While the exterior has since ditched the windows (and the red room is a reportedly a simple storage closet) it’s still a fairly legendary property, with waterfront access and a newly renovated boathouse. Comparable properties in the Amityville area list for US$500,000 – $600,000, according to Realtor.com.
(1988, directed by Tim Burton, starring Michael Keaton, Geena Davis, Alec Baldwin, Winona Ryder)
Talk about tenant-eviction issues! The Maitlands return from a trip to the home décor store only to realize they’ve deceased on route, and their beloved Peaceful Pines home has been invaded by – gasp – living homeowners. They bring in bio-exorcist Betelguese in to scare the breathers out – but, despite a troublesome giant sandworm infestation, the ghostly former owners and the Deetzes figure out how to co-exist peacefully under the same delightfully 80’s-gothic roof.
While Burton’s much-contested house on the hill was just a façade, the quaint village it overlooks is real; East Corinth, Vermont stands in for Connecticut, and has frightfully affordable real estate. This four-bed, two-bath 1800’s-era colonial could be yours for just US$169,000. Say that three times fast and summon a realtor from the beyond!
Halloween ( l and ll)
(1978, directed by John Carpenter, starring Donald Pleasance, Jamie-Lee Curtis, Tony Moran
The baby blue house with cheerful clapboard siding and wraparound porch hardly hints at horrors within – but it served as both the interior and exterior location of Michael Myers’ madness. The Halloween house remains in one piece, at 1,000 Mission St in South Pasadena, CA, but it nearly became a victim itself, when developers snapped up the street to build condos in 1987. Intense lobbying from locals and move fans successfully moved the house from its original address of 707 Meridian Avenue to its new home by the railway tracks. Now reportedly the office of a massage therapist practice, it remains a mecca for horror fans, receiving hundreds of visits each year. Owning a home in this So-Cal neighbourhood will set you back a scary amount, though – comparable properties range between US$1.9 million – US$4.5 million.
Nightmare on Elm Street
(1984, directed by Wes Craven, starring Robert Englund, Heather Lengenkemp, Amanda Wyss)
Don’t close your eyes or you’ll miss this cute-as-a-button house at 1428 N Genesee Avenue.

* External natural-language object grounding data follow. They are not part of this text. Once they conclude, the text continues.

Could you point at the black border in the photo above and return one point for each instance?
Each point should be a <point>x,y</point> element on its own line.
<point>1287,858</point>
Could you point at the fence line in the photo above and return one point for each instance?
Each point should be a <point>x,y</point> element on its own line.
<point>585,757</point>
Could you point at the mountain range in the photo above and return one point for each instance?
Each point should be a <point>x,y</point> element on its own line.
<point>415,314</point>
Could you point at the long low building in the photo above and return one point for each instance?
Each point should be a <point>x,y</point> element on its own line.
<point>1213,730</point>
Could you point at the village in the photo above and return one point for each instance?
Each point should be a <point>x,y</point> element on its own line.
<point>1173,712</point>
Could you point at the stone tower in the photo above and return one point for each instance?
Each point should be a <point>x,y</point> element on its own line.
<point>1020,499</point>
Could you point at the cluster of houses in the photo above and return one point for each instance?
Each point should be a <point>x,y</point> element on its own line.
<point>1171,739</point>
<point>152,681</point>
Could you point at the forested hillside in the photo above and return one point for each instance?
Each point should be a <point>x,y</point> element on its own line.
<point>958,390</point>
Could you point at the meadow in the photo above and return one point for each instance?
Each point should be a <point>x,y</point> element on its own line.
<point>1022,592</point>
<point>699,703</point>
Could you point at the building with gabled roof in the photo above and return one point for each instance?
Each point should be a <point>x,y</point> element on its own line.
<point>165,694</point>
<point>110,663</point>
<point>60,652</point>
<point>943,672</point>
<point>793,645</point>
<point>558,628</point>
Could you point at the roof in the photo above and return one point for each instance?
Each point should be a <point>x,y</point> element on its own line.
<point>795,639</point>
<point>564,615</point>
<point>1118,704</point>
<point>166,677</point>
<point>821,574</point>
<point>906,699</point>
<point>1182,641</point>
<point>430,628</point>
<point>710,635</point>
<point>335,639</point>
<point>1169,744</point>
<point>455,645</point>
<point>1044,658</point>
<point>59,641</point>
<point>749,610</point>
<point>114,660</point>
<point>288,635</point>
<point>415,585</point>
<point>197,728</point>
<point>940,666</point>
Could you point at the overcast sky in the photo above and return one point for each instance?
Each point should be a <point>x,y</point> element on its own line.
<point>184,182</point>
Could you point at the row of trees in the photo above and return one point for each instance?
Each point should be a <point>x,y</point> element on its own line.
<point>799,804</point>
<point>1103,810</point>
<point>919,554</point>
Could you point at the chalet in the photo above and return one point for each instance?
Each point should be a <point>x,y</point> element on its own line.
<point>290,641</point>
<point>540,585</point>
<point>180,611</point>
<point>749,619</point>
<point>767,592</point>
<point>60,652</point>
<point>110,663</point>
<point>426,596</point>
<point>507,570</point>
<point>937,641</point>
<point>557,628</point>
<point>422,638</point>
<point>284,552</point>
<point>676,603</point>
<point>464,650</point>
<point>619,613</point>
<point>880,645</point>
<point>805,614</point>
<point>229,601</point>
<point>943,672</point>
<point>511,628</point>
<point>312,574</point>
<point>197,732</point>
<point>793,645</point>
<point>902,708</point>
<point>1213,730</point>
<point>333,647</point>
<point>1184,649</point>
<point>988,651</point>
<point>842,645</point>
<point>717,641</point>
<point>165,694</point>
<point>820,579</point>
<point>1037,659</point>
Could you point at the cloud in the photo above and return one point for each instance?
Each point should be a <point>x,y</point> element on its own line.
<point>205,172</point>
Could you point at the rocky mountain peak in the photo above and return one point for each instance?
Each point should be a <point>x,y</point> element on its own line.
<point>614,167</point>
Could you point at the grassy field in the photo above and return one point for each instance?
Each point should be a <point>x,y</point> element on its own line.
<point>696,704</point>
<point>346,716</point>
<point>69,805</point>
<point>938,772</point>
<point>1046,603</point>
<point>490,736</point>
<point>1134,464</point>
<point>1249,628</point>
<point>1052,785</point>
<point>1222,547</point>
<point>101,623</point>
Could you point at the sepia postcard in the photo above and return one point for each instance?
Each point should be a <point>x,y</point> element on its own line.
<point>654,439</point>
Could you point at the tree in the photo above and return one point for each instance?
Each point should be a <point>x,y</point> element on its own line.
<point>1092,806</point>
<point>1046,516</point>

Its charming white façade and red door are hardly horrifying – but Nancy Thompson faced down child murderer Freddy Kruger in one of its three bedrooms.

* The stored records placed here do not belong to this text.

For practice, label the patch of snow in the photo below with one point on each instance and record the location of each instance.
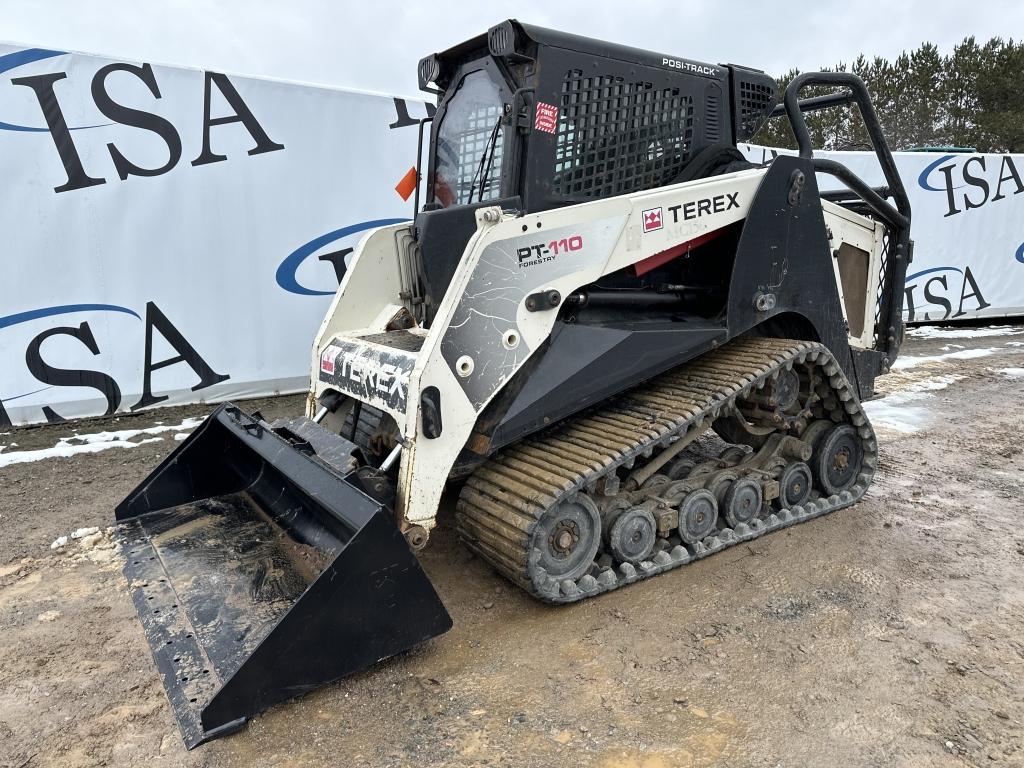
(906, 410)
(95, 441)
(62, 450)
(935, 332)
(964, 354)
(126, 434)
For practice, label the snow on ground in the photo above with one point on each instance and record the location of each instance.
(964, 354)
(92, 442)
(939, 332)
(907, 410)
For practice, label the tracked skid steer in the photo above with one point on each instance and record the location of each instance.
(629, 347)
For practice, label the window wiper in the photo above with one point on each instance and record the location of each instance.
(486, 160)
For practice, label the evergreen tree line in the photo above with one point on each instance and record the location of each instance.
(973, 97)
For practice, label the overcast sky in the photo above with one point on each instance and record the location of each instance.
(375, 44)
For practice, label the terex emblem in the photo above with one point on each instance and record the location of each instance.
(652, 219)
(370, 373)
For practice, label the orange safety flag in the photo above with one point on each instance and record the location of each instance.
(408, 184)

Other than preventing many a millennial from getting any shut-eye, A Nightmare on Elm Street paved the way for the slasher teen genre – and the Hollywood Hills West neighbourhood where it was filmed is steeped in movie legend, with a number of Nancy’s ill-fated friends’ homes located on the same street. This two-storey three-bed, four-bath home was built in 1919, and was last sold in 2013 for US$2,100,000 – now that’s a real estate decision you should sleep on.
House on Haunted Hill
(1959, Directed by William Castle, Vincent Price, Carole Ohmart)
While the 1999 remake of this tale of an evening party gone horribly wrong is set mostly in California sound stages, the 1959 classic features the exterior of the Ennis House, an architectural marvel created by Frank Lloyd Wright in 1924. Built in Wright’s textile block style in LA’s Los Feliz neighbourhood, it’s considered to be one of the best examples of Mayan Revival Architecture in existence, and has a California landmark and National Register of Historic Places status.

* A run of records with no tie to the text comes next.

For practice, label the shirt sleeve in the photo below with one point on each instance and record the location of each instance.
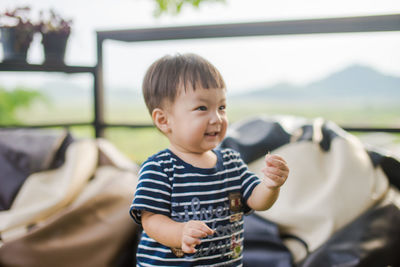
(153, 192)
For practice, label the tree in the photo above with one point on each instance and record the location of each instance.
(11, 101)
(175, 6)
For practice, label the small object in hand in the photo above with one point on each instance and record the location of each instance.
(178, 252)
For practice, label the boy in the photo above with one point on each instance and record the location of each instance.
(191, 197)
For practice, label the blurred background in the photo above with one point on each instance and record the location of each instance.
(351, 79)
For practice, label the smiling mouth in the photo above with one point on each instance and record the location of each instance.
(212, 134)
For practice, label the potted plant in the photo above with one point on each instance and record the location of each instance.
(16, 34)
(55, 32)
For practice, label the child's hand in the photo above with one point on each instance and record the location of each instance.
(276, 171)
(191, 234)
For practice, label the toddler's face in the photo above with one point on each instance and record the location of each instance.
(198, 120)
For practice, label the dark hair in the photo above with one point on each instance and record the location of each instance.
(164, 77)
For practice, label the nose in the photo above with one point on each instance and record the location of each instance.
(216, 117)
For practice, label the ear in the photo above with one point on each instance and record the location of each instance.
(160, 118)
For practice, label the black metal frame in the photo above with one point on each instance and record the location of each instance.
(376, 23)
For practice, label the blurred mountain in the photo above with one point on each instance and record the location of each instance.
(355, 82)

This three-bed, three-and-a-half bath home (not including staff quarters) has a sprawling 6,000 square feet of living space. A round of renovations in the 1940s added a 20 by 40-foot swimming pool and billiards hall. Sweeping views of Griffith Park offer peaceful green seclusion (or, in Ali Larter’s case, a means of escape), and the 0.5-acre lot wasn’t really the former site of an asylum for the criminally insane.
Listed for sale in 2009 for $15 million, the historic property languished on the market until 2011, when it was purchased by billionaire Ronald Burkle for a mere $4.5 million. Let’s hope he doesn’t use those savings to host any survival-of-the-fittest overnight parties.